ŞİRKETLERİ VE KONTROL ETTİĞİ SERVET
101 yaşında ölen David Rockefeller, ölünce 912 milyon dolar servet bıraktı. Böylece insanlık tarihinin en zenginleri listesinde birinci oldular. Rockefeller Ailesi, John Davison Rockefeller'in ölümünden sonra da gelişmeye devam etti. Aile bankacılığa el attı ve Chase Manhattan Bank ile bankacılık sektörüne girdi ve ABD'de dev haline geldi. Banka daha sonra ünlü yatırım devi J.P Morgan ile birleşerek J.P Morgan and Chase adını alsa da kontrolü Rockefeller Ailesi'nde kaldı.


Fotoğraf: David Rockefeller

Sadece finans ve para piyasasında kalmadılar. Petrolden endüstriye çok geniş bir alana yayılmış ve oldukça güçlü bir sermayenin sahibi olmuşlardır. Özellikle petrol alanında tam bir dev ve tröst haline gelmişlerdir ve Amerika'nın en önemli petrol şirketleri onların elindedir.

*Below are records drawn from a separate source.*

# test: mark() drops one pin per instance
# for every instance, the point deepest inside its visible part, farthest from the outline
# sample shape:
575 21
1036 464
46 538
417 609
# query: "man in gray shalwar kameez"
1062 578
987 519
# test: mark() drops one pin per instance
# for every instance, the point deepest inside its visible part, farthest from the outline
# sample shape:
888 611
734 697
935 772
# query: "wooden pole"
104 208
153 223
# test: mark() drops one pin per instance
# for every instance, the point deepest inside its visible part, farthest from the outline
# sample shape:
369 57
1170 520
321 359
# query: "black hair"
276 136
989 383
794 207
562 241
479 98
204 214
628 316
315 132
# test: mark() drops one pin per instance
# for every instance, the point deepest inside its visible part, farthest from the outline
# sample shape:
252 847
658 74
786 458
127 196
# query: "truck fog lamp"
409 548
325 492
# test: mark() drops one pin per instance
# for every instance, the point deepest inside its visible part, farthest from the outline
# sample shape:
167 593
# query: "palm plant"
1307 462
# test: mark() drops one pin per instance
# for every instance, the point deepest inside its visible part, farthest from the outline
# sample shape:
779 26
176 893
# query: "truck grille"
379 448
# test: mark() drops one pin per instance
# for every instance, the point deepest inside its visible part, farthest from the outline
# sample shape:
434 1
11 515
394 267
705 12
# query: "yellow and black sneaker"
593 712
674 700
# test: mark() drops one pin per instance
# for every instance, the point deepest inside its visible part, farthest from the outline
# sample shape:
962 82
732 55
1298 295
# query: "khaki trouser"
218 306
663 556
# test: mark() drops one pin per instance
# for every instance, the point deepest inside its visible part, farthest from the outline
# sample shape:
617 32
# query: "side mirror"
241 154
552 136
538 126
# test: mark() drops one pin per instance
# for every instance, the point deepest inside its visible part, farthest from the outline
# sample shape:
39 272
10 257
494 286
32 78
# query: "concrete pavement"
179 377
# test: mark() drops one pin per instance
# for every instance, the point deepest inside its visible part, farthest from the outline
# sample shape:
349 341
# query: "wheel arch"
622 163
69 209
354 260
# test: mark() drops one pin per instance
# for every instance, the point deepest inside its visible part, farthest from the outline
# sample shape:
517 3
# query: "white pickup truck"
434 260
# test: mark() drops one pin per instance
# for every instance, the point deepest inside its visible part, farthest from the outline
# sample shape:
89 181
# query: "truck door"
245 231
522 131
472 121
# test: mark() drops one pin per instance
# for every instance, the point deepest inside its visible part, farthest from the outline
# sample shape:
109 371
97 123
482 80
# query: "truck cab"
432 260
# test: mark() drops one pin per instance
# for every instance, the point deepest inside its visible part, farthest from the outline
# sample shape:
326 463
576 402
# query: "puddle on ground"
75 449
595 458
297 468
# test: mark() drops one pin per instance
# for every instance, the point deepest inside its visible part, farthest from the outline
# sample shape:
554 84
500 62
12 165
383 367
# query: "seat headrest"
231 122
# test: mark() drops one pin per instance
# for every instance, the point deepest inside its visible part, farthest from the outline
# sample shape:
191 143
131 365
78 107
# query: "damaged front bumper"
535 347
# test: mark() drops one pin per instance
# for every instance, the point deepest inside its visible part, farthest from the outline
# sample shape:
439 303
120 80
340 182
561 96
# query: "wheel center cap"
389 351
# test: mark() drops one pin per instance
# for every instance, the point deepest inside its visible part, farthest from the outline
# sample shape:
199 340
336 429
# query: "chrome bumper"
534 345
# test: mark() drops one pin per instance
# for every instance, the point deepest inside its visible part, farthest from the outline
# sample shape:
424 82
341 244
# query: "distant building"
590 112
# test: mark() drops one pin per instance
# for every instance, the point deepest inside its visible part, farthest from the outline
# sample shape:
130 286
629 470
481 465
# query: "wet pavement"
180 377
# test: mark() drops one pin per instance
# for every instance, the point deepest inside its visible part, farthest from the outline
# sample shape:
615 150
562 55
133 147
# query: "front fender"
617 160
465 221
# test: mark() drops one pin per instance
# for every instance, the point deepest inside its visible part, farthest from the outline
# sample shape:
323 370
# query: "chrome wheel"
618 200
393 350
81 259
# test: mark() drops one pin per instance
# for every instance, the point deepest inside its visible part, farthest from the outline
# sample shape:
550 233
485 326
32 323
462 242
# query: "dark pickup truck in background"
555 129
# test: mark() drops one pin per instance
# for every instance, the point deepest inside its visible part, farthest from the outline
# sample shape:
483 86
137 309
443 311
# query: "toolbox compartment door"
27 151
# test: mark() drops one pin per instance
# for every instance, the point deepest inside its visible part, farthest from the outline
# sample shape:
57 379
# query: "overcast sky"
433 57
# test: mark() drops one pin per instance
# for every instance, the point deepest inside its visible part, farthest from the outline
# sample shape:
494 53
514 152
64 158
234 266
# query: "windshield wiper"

Aile tüm bunların yanı sıra birçok yardım kurumu ve binlerce vakıf açtı. Kendi mal ve gelirleri bu vakıflar ve emanetçi kuruluşlar aracılığı ile yönetiliyor. Bunun nedeni ise ABD'de vakıflardan hemen hemen hiç vergi alınmaması. En bilinen yardım kuruluşları Chicago Üniversitesi, Tıp Araştırma Enstitüsü en ihtişamlı yapılan New York'taki ünlü Rockefeller Center'dır.

Halen Exxon-Mobile, Chevron, Citi Group, J.P Morgan and Chase en çok bilinen ve tanınan Rockefeller Ailesi şirketleridir. Aile'nin Beyaz Saray için stratejiler hazırlayan ve ABD'nin en önemli thik-tank kuruluşlarından birisi olan Rockefeller Vakfı adıyla bir vakıfları da bulunmaktadır.

Rockefeller Ailesi'nin kontrol ettiği para konusunda kesin bir tahmin yapılamamakla birlikte 15 trilyon dolar civarında bir rakam söz ediliyor. Rockefeller Ailesi'nin sadece New York'ta bir trilyon dolarlık gayrimenkulü olduğu biliniyor.